Le 22 février dernier, Jean-Guy Dagenais est intervenu au Sénat pour critiquer sévèrement le recours à la loi sur les mesures d’urgence encore défendue à ce moment par le Premier ministre. "Justin Trudeau méprise […] les règles démocratiques, les compétences provinciales et les droits fondamentaux des citoyens qui ne pensent pas comme lui", a-t-il laissé tomber dans son intervention, qui est devenue virale sur les réseaux sociaux.

Les policiers déjà outillés pour mater la colère

Ex-policier de la Sûreté du Québec, Jean-Guy Dagenais ne s’explique pas que la loi sur les mesures d’urgence ait été utilisée par Ottawa, alors que le Canada a connu des événements représentant une bien plus grande menace pour sa sécurité.
Entre le 20 janvier et le 5 mars 2020, de nombreux tronçons de voies ferrées ont été bloqués par des membres des Premières Nations pour s’opposer à la construction d’un nouvel oléoduc sur les territoires ancestraux du peuple Wet'suwet'en, en Colombie-Britannique. La Gendarmerie royale du Canada avait fini par procéder au démantèlement des blocus et à l’arrestation d’une cinquantaine de manifestants. L’interruption du transport ferroviaire avait causé des pénuries de certains produits et de carburants comme le propane, essentiel au bon fonctionnement de plusieurs fermes et élevages.

Crises autochtones: le "deux poids, deux mesures" de Trudeau

En 1990, la crise d’Oka qui avait opposé la nation mohawk à la police du Québec et à l’armée canadienne, pour la dispute d’un territoire, avait aussi été particulièrement tendue. Dans les deux cas, la loi sur les mesures d’urgence n’avait pas été invoquée par Ottawa.
"Justin Trudeau est vraiment dans le deux poids, deux mesures.
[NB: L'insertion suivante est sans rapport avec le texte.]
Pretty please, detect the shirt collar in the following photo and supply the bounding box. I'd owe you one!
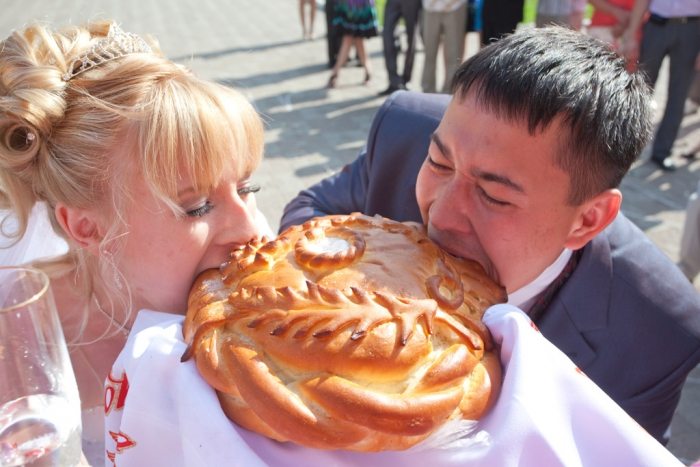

Le Premier ministre a bien le droit d’apprécier particulièrement les Autochtones, mais il n’avait pas celui de faire payer le prix de son incompétence au reste de la population", dénonce Jean-Guy Dagenais.
Si la plupart des blocages dus au "Convoi de la liberté" sont désormais levés, d’autres manifestations sont à prévoir partout dans le pays, mais elles seront d’une moins grande ampleur, estime le sénateur Dagenais, pour qui cette saga est venue ternir l’image du Canada sur la scène internationale:
"Je ne serais pas du tout gêné de tenir ce discours dans le bureau du Premier ministre Trudeau. […] Ce n’est même pas la loi des mesures d’urgence qui a permis aux policiers de mettre fin à l’occupation", insiste-t-il.
Conformément aux dispositions en vigueur, une enquête sur les circonstances à l’origine de l’invocation la loi sur les mesures d’urgence doit être entamée d’ici 60 jours.